織庵は、現代の私たちが認識している茶室とはさまざまな点で異なる特色を持つ茶室です。その中でも特筆すべき点は、織物で囲うことにより、茶の湯のための場を形成している点です。本茶室は、茶の湯文化の現代表現を模索する「茶美会」を主宰する伊住禮次朗氏の協力を得て設計されたものです。伊住氏によると、茶室のルーツの一つとして、空間を囲うことで人々が寄り合う場を形成していたことが挙げられると言います。これらの空間の成り立ちは、襖や障子などの間仕切りによって空間を形成してきた日本建築の特色とも一致します。織庵は、このような「囲い」という茶室の始まりに立ち帰り、織物を起点に現代ならではの茶の湯文化を通じて、空間の在り方を考えることを試みます。
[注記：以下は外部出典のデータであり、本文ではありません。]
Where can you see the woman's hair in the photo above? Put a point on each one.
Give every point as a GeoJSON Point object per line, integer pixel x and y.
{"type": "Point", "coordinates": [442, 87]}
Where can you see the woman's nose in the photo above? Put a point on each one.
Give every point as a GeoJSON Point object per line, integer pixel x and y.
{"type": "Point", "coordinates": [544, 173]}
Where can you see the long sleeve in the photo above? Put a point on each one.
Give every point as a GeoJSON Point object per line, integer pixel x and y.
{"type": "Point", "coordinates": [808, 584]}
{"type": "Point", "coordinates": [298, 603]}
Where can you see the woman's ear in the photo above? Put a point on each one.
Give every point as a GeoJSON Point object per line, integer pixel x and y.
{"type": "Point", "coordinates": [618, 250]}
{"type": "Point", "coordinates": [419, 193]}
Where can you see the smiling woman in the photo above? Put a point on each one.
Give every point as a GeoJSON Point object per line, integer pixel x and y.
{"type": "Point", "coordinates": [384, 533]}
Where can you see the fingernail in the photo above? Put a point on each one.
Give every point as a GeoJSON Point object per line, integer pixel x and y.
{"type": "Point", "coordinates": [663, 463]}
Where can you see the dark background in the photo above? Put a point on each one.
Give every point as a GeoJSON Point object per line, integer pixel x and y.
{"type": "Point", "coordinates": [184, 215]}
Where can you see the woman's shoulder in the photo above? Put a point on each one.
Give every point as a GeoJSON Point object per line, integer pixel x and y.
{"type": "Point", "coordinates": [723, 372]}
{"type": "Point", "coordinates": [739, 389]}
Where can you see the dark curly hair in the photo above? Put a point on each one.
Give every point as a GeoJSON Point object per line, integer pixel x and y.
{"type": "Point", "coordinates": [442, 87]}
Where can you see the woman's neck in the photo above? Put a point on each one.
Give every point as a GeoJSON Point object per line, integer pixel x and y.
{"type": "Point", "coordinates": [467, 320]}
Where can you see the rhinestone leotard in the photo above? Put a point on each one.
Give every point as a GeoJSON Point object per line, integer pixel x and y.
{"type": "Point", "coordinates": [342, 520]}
織庵に使われている織物は、「Shoji Fabrics」と題した新作テキスタイルコレクションで、2023年、オランダのテキスタイルデザイナー メイ・エンゲルギールとHOSOOの協業によって制作されました。「Shoji Fabrics」は、エンゲルギールが日本家屋に見られる「障子」から着想を得てデザインされたものであり、西陣織の伝統的な織りの手法である「紗」の技術を応用して制作されました。紗とは、緯糸を織り込む際に二本の経糸をからませ、織地表面に透かし目をつくる技法です。細尾では、和紙糸を使うなど生地の質感も追求しながら、紗の伝統技法を現代的な解釈によって改変し、独特の透け感を持った紗に仕上げています。
そして、織庵におけるもう一つの重要な点は、現代の規格品のフレームを用いて茶室の骨組みを構成している点です。寸法は、千利休の時代に定められた伝統的な茶室の寸法・比率とはやや異なります。これらの規格品のサイズに準じることは、伝統的な寸法・比率を僅かに崩す条件となり、定式化された茶室に微細な揺らぎをもたらしています。そして、これらの骨格は、解体し、再度組み上げることが可能であり、「組み立て茶室」としての流動的な機能性も有しています。
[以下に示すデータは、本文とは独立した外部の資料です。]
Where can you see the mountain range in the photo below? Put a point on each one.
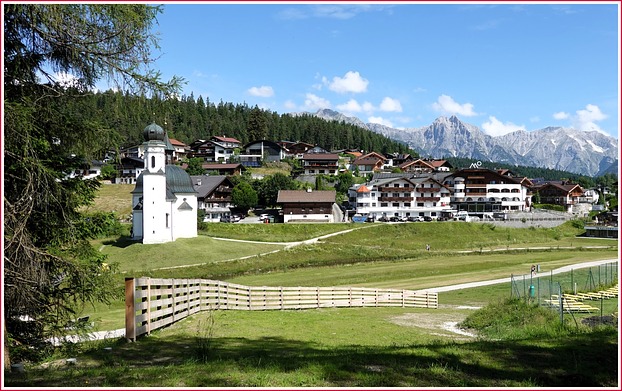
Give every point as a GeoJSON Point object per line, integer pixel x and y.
{"type": "Point", "coordinates": [587, 153]}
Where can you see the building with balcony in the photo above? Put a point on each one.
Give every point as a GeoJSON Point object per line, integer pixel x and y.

織庵は、紗がもたらす独特の透けによって、空間を完全に分断するのではなく、茶室に内と外を緩やかにつなぐ流動性をもたらします。また組み立てることで場を形成するという軽やかさがあります。織庵を通じて、伊住氏はこれらの流動性を、「数寄=透き」の一つとして解釈し、常設の茶室とは異なる場における茶の湯の可能性を探究しています。
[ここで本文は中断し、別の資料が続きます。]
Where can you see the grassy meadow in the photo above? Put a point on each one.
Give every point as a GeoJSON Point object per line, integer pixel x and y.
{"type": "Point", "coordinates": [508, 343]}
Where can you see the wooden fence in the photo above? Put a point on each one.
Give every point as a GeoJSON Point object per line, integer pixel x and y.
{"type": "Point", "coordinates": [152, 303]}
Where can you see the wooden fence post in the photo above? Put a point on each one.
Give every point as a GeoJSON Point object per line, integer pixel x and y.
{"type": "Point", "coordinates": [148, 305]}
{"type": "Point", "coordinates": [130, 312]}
HOSOO GALLERYでは、これまでに、リサーチシリーズ「Texture from Textile」の活動を通して、織物を題材に建築史を捉え直す実践的な取り組みを継続してきました。織庵は、これらの活動の流れを汲み、茶の湯文化を一つの手がかりとしつつ、現代、そして未来へ、織物から派生する多様な文化の発展について考察を深めていく所存です。